I am usually quite the optimistic, but my optimism level these days have surprised me!
So as you are aware, I quit my job with no savings and no back up plan what so ever, although this is not something I would normally do, I was very unhappy with my job and just was not being myself.
So what is this new found optimism? Well, see long back I read this book called “The Secret” and about the power of the universe and stuff and even though I never consciously made an effort to follow it, I realized that in my life till that point, I had always gotten what I truly wanted and everything had always turned out to for the best. These days I make more an effort to follow this principle of visualizing what I want and believing in it, considering that it worked with 0 effort till now, it must most definitely work now right!

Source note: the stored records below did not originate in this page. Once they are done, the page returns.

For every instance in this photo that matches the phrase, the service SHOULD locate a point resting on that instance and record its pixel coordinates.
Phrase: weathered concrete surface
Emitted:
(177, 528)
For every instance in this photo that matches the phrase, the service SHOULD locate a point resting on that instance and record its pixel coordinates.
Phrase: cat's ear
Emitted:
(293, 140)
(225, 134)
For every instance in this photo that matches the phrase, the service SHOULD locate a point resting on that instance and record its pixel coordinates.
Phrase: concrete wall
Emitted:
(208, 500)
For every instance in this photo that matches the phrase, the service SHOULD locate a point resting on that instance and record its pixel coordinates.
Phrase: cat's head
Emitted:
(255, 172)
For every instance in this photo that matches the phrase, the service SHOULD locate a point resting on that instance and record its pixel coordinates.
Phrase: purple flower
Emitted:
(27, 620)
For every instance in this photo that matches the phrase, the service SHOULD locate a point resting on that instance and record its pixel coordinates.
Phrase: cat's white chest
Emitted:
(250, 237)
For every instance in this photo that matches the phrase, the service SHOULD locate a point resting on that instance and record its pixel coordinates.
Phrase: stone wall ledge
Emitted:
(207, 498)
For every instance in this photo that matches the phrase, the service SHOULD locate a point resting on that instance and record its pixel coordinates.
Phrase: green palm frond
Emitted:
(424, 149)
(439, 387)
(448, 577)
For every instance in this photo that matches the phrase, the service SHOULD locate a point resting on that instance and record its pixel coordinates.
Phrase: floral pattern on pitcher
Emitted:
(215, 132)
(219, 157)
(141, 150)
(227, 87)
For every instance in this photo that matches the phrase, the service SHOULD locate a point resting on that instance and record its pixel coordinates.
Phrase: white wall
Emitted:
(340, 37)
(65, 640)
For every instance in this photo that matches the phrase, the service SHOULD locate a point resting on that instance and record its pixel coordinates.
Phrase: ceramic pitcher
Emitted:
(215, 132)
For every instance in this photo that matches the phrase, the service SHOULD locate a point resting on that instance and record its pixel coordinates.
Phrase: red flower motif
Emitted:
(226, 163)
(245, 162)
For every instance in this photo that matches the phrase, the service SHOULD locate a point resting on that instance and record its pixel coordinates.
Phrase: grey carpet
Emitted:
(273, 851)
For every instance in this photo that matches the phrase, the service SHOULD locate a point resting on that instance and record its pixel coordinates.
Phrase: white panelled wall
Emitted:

Well, that is where this is coming from. I have applied to all companies in this area and even though I had like 3 very strong leads that I was sure would work out, neither of them did and it did break me each time. But here I am, without a lot of worry, focusing on my “Me” time and knowing, just knowing that everything is going to work out just great and I will get what I want. All those opportunities that did not work out till now are for the best, they probably weren’t what I was looking for. My perfect job is coming to me, it might take a little time, but that’s alright. it’ll be here.
I have 2 opportunities that I have right now and I think each has its plus points and I am hoping for one of them to work out. But if it so happens that like the others they don’t work out either, that’s fine too, they were not meant for me and I’ll get what I want in time.
I have full faith in the Universe, it knows exactly what I want and it is going to bring it to me when it is time.